VTF v7.0-7.1 can’t store volumetric textures, despite the fact that DDS can. They might not have cared to implement support here, since volumetric textures aren’t used anywhere in Valve-published Source engine games (or really anywhere else as far as I can tell). VTF v7.2 adds support for volumetric textures (the only change to the format). At this point in the timeline we’re post-Half-Life 2 release, so they might have been doing internal experiments that would necessitate this change.
#pragma pack(push, 16)
// All the fields from v7.1 verbatim, plus...
struct VTF_Header_72 : public VTF_Header_71 {
uint32_t depth;
};
#pragma pack(pop)
Now that volumetric textures are in play, we can properly visualize how image data is ordered.
"mipmaps" // 0 to mipCount
{
"frames" // 0 to frameCount
{
"faces" // 0 to number of faces
{ // (either 1, 6, or 7)
"slices" // 0 to depth
{
image data
}
}
}
}
One interesting thing to note is that mipmaps are stored in reverse compared to DDS, going smallest to largest. I don’t know for sure, but my theory is they made this change so less of the file would need to be loaded when loading smaller mip levels from disk. I also don’t think the order would matter too much these days.
Another important consideration is that 3D cubemap textures (cubemaps with a nonzero value for depth) are technically possible to create, but are treated as invalid by the engine. Thus, the face count and the image depth cannot be greater than 1 simultaneously.
Modern VTF (v7.3-7.5)#
VTF v7.3 is where Valve starts to pull away from copying DDS, and attempt to make it a nicer container for more kinds of texture metadata by introducing the resource system.
#pragma pack(push, 16)
// All the fields from v7.2 verbatim, plus...

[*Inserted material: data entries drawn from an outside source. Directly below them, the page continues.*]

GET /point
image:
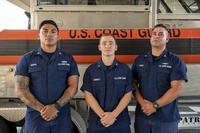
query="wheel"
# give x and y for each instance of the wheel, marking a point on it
(3, 126)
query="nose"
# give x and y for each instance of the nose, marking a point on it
(107, 45)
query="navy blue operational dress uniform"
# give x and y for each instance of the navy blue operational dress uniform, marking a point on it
(47, 83)
(154, 75)
(108, 84)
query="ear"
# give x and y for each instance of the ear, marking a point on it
(116, 47)
(167, 39)
(99, 47)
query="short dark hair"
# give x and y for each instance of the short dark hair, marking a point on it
(161, 25)
(107, 34)
(48, 22)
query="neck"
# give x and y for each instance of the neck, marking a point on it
(48, 49)
(108, 60)
(157, 51)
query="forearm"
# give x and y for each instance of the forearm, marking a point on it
(70, 91)
(122, 104)
(21, 85)
(138, 96)
(93, 103)
(171, 94)
(67, 96)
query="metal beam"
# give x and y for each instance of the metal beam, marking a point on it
(24, 4)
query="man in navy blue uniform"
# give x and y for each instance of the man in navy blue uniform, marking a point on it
(46, 79)
(107, 86)
(159, 77)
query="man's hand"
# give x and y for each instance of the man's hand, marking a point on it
(107, 119)
(148, 108)
(49, 112)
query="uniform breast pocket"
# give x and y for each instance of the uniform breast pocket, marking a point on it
(63, 68)
(98, 87)
(163, 78)
(120, 87)
(142, 72)
(35, 72)
(63, 71)
(34, 69)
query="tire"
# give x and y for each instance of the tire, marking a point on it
(3, 126)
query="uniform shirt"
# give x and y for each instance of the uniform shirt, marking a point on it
(154, 76)
(108, 85)
(48, 79)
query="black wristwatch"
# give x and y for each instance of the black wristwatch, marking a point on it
(155, 105)
(58, 106)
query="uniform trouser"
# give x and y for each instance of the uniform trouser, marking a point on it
(149, 126)
(125, 129)
(63, 126)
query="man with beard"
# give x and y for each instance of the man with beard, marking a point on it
(45, 80)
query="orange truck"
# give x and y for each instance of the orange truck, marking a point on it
(82, 44)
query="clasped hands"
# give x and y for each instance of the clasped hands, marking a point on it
(49, 112)
(107, 119)
(147, 107)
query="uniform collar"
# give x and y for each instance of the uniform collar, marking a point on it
(150, 57)
(100, 64)
(41, 53)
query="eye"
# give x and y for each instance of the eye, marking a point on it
(44, 31)
(154, 33)
(54, 31)
(160, 33)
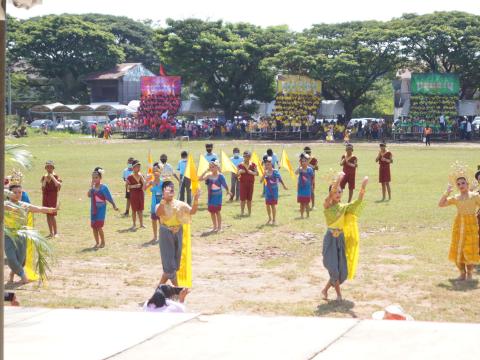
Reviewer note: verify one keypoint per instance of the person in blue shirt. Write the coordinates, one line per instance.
(184, 182)
(155, 186)
(210, 155)
(235, 184)
(126, 173)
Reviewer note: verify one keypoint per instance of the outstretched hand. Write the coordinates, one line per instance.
(364, 182)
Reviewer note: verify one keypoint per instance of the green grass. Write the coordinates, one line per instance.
(250, 267)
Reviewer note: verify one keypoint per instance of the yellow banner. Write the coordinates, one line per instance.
(298, 84)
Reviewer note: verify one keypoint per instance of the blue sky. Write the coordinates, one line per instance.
(297, 14)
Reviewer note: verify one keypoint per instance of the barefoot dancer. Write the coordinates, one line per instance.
(246, 174)
(384, 159)
(340, 244)
(99, 195)
(271, 178)
(215, 181)
(349, 163)
(304, 188)
(16, 215)
(313, 162)
(173, 214)
(137, 185)
(51, 185)
(464, 248)
(156, 190)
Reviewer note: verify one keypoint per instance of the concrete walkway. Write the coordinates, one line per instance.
(61, 334)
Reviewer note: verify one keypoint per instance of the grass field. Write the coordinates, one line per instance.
(250, 267)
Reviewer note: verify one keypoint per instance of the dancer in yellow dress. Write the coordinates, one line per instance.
(464, 248)
(340, 243)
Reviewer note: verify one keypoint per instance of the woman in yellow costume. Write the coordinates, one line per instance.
(175, 218)
(340, 243)
(464, 248)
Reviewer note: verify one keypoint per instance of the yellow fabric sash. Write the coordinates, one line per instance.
(184, 274)
(352, 242)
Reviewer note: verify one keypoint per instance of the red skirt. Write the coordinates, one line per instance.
(384, 174)
(137, 199)
(214, 209)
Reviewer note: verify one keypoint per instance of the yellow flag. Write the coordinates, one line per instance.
(202, 165)
(285, 163)
(255, 159)
(184, 274)
(227, 165)
(191, 173)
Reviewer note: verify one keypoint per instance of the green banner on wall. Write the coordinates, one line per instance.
(435, 84)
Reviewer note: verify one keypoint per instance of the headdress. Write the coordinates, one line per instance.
(459, 170)
(15, 178)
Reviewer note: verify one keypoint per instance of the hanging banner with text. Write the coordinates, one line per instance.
(435, 84)
(298, 84)
(165, 85)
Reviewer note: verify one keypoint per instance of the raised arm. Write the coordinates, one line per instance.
(444, 199)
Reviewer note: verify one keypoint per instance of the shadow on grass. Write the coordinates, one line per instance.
(123, 231)
(334, 306)
(458, 285)
(89, 249)
(149, 243)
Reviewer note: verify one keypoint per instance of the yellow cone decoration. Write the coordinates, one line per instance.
(255, 159)
(184, 274)
(191, 173)
(227, 165)
(202, 165)
(286, 164)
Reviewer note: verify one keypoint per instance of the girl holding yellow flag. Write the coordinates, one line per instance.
(340, 243)
(174, 215)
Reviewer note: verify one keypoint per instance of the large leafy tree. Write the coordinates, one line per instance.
(443, 42)
(63, 49)
(222, 62)
(349, 58)
(134, 37)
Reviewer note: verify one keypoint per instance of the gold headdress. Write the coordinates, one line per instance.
(331, 176)
(15, 178)
(459, 170)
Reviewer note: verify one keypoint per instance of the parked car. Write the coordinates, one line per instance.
(41, 123)
(75, 125)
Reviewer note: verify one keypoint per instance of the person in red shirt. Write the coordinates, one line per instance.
(246, 176)
(384, 159)
(350, 164)
(313, 163)
(93, 129)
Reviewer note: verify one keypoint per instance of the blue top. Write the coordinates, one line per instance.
(211, 156)
(182, 165)
(215, 185)
(271, 185)
(237, 160)
(25, 197)
(156, 191)
(305, 179)
(126, 173)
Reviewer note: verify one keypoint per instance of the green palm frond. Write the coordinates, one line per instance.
(15, 153)
(42, 248)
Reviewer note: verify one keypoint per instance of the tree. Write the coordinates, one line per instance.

struct VTF_Header_73 : public VTF_Header_72 {
uint8_t _padding1[3];
uint32_t resourceCount;
uint8_t _padding2[8];
};
// Bitwise identical
struct VTF_Header_74 : public VTF_Header_73 {};
// Bitwise identical
struct VTF_Header_75 : public VTF_Header_74 {};
#pragma pack(pop)
struct VTF_Resource {
uint8_t type[3];
uint8_t flags;
uint32_t data;
};
Resources are stored after the VTF header in the form of the given struct. Each resource entry counts toward the overall
headerSize
as well. The type is a three character code used to identify the resource. There is currently only one
resource flag (2^2
), controlling the location of the resource’s data. If this flag is not present, the resource data
field holds an absolute offset to the data in the VTF file. If the flag is present, the resource data field holds the
resource’s data. This is more efficient for resources that only need to store four bytes of data or less. On non-console
platforms the maximum amount of resources in a VTF is 32, but there quite literally are not enough resource types to
ever hit this maximum.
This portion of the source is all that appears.